Kur artışı ve enflasyondan kaynaklı tüm emekçilerin ücretlerinin eridiği koşullarda, en basit tarifiyle ekmek fiyatının bile sürekli arttığı bu süreçte, emekçilerin alım gücü düşmüşken bizler için ne yaptınız? Hangi kazanım için mücadele verdiniz?

Yemek konusunda tüm çalışanların faydalandığı bir çözümde ısrarcı olunamamış, işverenin belirlediği sorunlu çözüme tabii olunmuştur. Bu sorunlu çözümü kendi marifeti ve kazanımı olarak sunanlar bunu tüm çalışanlara genelleştirebilmek adına bir adım atabilmişler midir?

Emekçilerin yakıcı bir sorunu olan kreş hakkı gündemlerinde midir? 

OHAL ve KHK ‘larla gasp edilen iş güvencemiz için ne yapmaktalar?
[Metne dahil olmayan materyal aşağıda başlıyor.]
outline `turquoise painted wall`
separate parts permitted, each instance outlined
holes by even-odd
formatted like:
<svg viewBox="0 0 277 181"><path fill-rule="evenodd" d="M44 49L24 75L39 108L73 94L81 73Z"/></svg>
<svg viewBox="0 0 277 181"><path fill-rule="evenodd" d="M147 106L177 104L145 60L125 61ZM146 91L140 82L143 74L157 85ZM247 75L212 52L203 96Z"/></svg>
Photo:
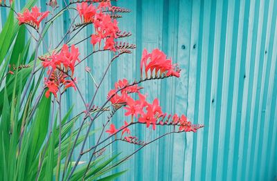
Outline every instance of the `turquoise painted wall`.
<svg viewBox="0 0 277 181"><path fill-rule="evenodd" d="M24 3L17 1L17 8ZM45 10L45 1L41 2ZM58 2L62 6L68 1ZM276 180L277 1L118 0L115 4L132 10L119 23L122 30L132 32L126 41L137 48L115 61L97 104L118 79L139 77L143 48L159 48L179 64L181 77L143 84L148 98L157 97L164 111L185 113L206 126L197 133L169 136L141 151L118 168L129 169L119 180ZM73 14L59 18L48 44L54 46L61 39ZM1 8L0 27L6 15ZM91 32L87 28L77 38ZM89 44L78 47L82 57L92 50ZM87 102L94 89L84 67L90 66L99 80L110 57L98 54L78 68ZM72 104L75 113L84 110L74 92L66 95L64 111ZM123 117L120 112L112 122L120 126ZM99 121L94 128L100 126ZM138 126L132 131L148 140L166 129L153 132ZM95 139L89 138L87 147ZM135 148L120 143L107 151L126 155Z"/></svg>

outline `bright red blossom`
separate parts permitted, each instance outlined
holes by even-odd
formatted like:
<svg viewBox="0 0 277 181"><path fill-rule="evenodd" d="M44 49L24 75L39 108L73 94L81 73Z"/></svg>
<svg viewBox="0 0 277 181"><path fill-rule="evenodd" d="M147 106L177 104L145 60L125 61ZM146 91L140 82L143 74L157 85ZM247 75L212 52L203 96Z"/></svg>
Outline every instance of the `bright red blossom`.
<svg viewBox="0 0 277 181"><path fill-rule="evenodd" d="M141 115L141 117L138 118L138 122L146 123L147 128L149 128L150 124L152 124L153 130L155 130L157 119L155 118L154 113L151 106L148 106L146 109L147 113Z"/></svg>
<svg viewBox="0 0 277 181"><path fill-rule="evenodd" d="M114 124L111 124L111 126L109 126L109 129L106 130L106 133L108 133L110 135L113 135L116 133L118 131L118 130L116 128L116 126L114 126Z"/></svg>
<svg viewBox="0 0 277 181"><path fill-rule="evenodd" d="M18 13L17 19L19 25L23 23L28 24L35 29L38 30L40 23L48 14L49 11L40 12L39 8L37 6L34 6L30 12L26 9L23 13Z"/></svg>
<svg viewBox="0 0 277 181"><path fill-rule="evenodd" d="M97 8L82 2L77 5L77 10L82 23L92 23L94 26L96 33L91 35L91 39L93 48L96 44L100 44L102 39L105 39L104 49L115 52L114 39L117 38L117 32L119 32L117 21L112 19L109 13L103 12L111 6L111 2L99 3Z"/></svg>
<svg viewBox="0 0 277 181"><path fill-rule="evenodd" d="M53 53L48 57L42 58L42 66L49 68L47 74L49 75L51 73L49 79L45 79L45 85L48 88L46 93L46 97L49 97L50 93L57 97L57 92L60 86L62 85L64 86L64 90L69 87L76 89L75 86L76 78L73 77L75 63L80 61L79 55L79 50L74 45L69 49L69 46L64 44L60 53ZM69 77L69 70L71 70L70 77Z"/></svg>
<svg viewBox="0 0 277 181"><path fill-rule="evenodd" d="M81 4L77 4L77 10L79 12L82 23L93 23L94 15L96 13L96 8L92 5L88 5L87 3L82 2Z"/></svg>
<svg viewBox="0 0 277 181"><path fill-rule="evenodd" d="M145 68L143 70L143 68ZM177 64L172 64L172 60L166 59L166 55L159 49L154 49L152 53L148 53L146 50L143 52L143 56L141 61L141 75L143 76L143 72L145 72L145 77L148 77L148 71L150 75L154 70L154 75L168 76L175 76L179 77L180 71Z"/></svg>
<svg viewBox="0 0 277 181"><path fill-rule="evenodd" d="M126 121L125 121L125 122L124 122L124 126L121 126L120 129L122 129L122 128L124 128L124 127L127 126L128 125L129 125L129 124L128 124ZM122 131L121 135L123 135L125 132L126 132L128 135L129 135L129 134L131 133L131 131L130 131L130 130L128 128L128 127L126 127L126 128L125 128Z"/></svg>

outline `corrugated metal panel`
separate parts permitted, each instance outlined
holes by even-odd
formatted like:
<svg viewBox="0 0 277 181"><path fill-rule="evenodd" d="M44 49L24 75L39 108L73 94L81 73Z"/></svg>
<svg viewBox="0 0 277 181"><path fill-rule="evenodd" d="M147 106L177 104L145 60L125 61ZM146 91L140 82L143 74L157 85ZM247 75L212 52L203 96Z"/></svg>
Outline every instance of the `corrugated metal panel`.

İşverenin ulaşım kartı konusunda bir çalışma yapacağını duyurmasına rağmen ulaşım kartının alınması bugün neden bir sorun haline gelmiştir? Sahici bir toplu sözleşme yürütmeyenlerin işverenle kurduğu ilişkide benimsediği ‘ahbap-çavuş ilişkisi’ ters teptiği için mi biz emekçiler bu haktan yararlanamıyoruz?

İzmir ve Türkiye’nin her yerinde, emekçilerle her anlamda dayanışma içinde bulunmuş, emekçilerin lehine kazanımlar sağlamış, emekçilerin gerçek sendikası Tüm-Bel-Sen, İzmir Büyükşehir Belediyesi emekçileri adına bu soruları sormaktadır. Yetkilendirmiş sendika bu soruların yanıtını emekçilere vermek zorundadır.

ÇAĞRIMIZDIR !

Ulaşım kartımızın verilmesi için sendikamız üyesi olan, olmayan bütün yerel yönetim emekçilerini ortak mücadeleye çağırıyoruz. Tekrardan hatırlatıyoruz: Ulaşım kartının verilmesinin önünde hiçbir yasal engel kalmamıştır. Ürettiğimiz ulaşım hizmetinden Belediye emekçileri olarak yararlanmak istiyoruz. Ulaşım hakkımız toplu sözleşme konusu olmadığı gibi üzerine de hiçbir şekilde pazarlık yapılamaz.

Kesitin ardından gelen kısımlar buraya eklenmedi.